Je ne connaissais pas le mot crosse pour dire talon pour le jambon.
Comme ces couleurs et ces saveurs me plaisent ! tout autant que ton billet d'ailleurs ! Rassure toi elles font oublier le côté un peu anarchique de ton assiette !! Tu aurais pu le présenter en couronne pour la fête des morts mais c'est vrai que ça fait un peu tonsure !!
depuis Ma Rhune, je surveille les thons qui passent au large de st jean de luz et je dis bravo a ce bel article en pleine crise des pecheurs!!!
à bientot sur facebook?!!
Quoi ??? L'assiette n'ai même pas essuyée ???
Hihi !
Non mais sans rire c'est pas grave tellement ça a l'air trop bon !!! J'adore le thon mais je n'en mange pas très souvent...
Bon, évidemment avec l'avalanche de vanne dans votre dialogue, on évite de remettre une couche, de peur de faire thon sur thon.
Chouette la recette.
Une recette thon sur thon pour la Saint Jean, dirait-thon. Et dire que j'ai manqué ça !... Bah on peut pas être partout à la fois, hein ! J'étais avec mon pote l'Ankou. Cet âne-là voulait que je fasse ma valoche pour partir quelques temps en voyage avec lui. Mais on m'la fait pas à moi, je sais qu'il est des voyages dont on ne revient pas. Alors, j'lui ai fait croire que j'le suivais et au premier menhir croisé sur le chemin, hop, j'm'en suis retourné chez moi, hu-dia ! Non mais desfois, quelle bout-en-train cette faucheuse, j'te jure ! C'est une fifille (ou un gars... ch'sais pas bien en fait, j'arrive pas l'identifier...) que j'ai appris à connaître bien assez tôt.
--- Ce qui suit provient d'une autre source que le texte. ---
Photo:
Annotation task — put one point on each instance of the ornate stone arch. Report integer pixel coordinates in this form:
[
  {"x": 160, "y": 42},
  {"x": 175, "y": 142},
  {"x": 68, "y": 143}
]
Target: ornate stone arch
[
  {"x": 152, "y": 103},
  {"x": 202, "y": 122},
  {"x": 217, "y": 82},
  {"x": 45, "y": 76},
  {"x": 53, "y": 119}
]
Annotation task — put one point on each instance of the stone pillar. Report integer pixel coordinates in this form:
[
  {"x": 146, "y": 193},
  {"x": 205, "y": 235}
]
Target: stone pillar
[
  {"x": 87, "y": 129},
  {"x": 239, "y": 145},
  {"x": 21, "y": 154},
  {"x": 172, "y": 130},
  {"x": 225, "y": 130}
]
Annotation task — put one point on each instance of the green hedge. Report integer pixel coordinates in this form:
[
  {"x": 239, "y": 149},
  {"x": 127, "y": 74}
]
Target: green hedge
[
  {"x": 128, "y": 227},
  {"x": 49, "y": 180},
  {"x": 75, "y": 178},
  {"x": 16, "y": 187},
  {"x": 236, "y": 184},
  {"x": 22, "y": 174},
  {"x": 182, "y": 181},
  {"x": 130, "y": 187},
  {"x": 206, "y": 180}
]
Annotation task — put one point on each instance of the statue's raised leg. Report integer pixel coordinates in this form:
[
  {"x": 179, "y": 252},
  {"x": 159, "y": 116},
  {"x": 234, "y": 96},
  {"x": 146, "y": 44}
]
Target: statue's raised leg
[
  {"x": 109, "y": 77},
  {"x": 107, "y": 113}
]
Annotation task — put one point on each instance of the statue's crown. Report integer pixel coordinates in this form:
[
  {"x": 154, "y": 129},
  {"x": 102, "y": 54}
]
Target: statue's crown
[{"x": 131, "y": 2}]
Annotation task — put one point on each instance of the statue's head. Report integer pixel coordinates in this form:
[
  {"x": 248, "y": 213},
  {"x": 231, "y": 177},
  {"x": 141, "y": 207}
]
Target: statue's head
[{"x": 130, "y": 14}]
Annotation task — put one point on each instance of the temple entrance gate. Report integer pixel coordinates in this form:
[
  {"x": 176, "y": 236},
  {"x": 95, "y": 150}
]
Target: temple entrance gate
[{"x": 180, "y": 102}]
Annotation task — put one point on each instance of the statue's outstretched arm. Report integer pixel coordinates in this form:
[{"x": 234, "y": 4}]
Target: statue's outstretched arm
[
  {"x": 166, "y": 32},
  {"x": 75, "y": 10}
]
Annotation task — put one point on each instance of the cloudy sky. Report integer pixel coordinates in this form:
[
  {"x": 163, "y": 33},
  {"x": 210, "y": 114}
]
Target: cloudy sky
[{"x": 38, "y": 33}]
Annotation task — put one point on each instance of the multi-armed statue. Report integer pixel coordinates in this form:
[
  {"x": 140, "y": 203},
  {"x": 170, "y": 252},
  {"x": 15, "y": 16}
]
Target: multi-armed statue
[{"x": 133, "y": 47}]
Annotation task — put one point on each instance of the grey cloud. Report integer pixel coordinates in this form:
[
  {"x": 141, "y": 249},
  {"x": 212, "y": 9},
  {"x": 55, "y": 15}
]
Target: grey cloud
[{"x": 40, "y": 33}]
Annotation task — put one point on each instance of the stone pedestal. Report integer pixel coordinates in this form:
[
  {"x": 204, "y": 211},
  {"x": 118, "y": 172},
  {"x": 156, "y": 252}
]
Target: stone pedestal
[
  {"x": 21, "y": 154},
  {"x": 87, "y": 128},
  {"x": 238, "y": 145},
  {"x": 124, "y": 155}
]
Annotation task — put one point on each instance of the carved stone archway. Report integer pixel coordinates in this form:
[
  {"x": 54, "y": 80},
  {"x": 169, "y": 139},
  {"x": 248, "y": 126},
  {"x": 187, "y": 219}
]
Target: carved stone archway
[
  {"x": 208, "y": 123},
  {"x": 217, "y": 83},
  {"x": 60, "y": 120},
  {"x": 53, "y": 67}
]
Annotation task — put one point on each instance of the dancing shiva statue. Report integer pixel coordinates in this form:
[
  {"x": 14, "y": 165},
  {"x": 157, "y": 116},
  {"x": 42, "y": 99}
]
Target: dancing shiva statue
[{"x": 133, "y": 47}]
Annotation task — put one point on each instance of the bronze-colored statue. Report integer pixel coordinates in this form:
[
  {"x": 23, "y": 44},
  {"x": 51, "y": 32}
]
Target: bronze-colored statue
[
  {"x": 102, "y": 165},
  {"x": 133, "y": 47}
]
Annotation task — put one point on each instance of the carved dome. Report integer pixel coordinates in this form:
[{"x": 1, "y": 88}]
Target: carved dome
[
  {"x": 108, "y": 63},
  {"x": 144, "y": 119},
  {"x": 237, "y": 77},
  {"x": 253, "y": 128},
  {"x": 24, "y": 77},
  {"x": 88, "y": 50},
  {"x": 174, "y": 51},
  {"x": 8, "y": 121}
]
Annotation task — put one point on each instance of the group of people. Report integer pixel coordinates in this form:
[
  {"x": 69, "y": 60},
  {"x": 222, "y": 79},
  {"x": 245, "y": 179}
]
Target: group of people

Du coup, quand elle veut me faire une bonne blague, je sais toujours comment l'éviter. Tout ça pour vous dire que pour amadouer l'Ankou, suffit pas d'aller boire "ankou" avec elle, comme tu dis, mon pote, parce que là... j'vous dis pas dans quelle galère vous vous foutez... non, pour l'amadouer, faut bien la connaître et pour bien la connaître, faut savoir où elle se cache, faut savoir comment la repérer. Voyez cela avec Anatole Le Braz, il vous apprendra comment interpréter les intersignes... de la Mort !...
Tiens, j'entends un essieu qui grince. Ah non ! C'est rien que la roue de mon fauteuil qui couine quand je me trémousse sur mon fauteuil. Héhé ! La sacrée farceuse, j'vous dis !
"thon sur thon"... Pfff, Thonthon Estèbe venait de la faire ! Même pas mal, d'abord !
Coucou mon Patrick préféré (ça s'est pour me faire pardonner de pas être passée par ici pour rigoler depuis longtemps) ;)
Bon, moi je comprends rien à tes histoires de thon, à part que ça peut se mettre dans un curry. Par contre, ton Ankou, là, il me rappelle de drôles d'histoires au feu de bois (ou de bougie hein...).